As pointed out above, the above parameters and dimensions provide the advantage that the capsule diaphragm, when inserted into the body, during the assembly of the capsule, does not rotate and preserves the capsule's sidewall integrity. Also, these components are configured such that the pressure of the insertion does not need to be too great, thereby preventing a rupture of the capsule during assembly. As noted above, these capsules are such that they are sealed under a certain amount of pressure by the sealing machinery that bonds their components together. Thus a goal here is that the sidewall contact area between the diaphragm and the body allows for optimum alignment of the diaphragm during insertion, resulting in an even edge at the top of the body/diaphragm mouth, providing a good seal both at the body perimeter and its sides. Also, it is intended that this sidewall contact provide adequate friction for the seal, in terms of the overall structure, integrity and robustness of the capsule. Thus, this configuration provides stability and adequate sidewall friction for the seal which advantageously allows for high volume manufacturing with small tolerances. Note that the present sealing process typically includes an application of pressure and heat to bond the gelatin of the capsule components where they overlap, not just a friction fit.

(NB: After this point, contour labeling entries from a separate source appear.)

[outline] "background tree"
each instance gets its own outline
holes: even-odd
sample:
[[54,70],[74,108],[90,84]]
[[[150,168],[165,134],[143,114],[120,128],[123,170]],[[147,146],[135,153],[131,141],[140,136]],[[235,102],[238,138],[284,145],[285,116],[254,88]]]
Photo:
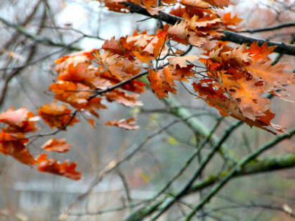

In the presently disclosed capsules, the sidewall friction is such that by itself it provides a level of orientation and stability in addition to that provided by the bonding of the components together.
This disclosure is illustrative and not limited; further, modifications and improvements to the disclosed embodiments will be apparent to those skilled in the art in light of this disclosure, and are intended to fall within the scope of the pending claims.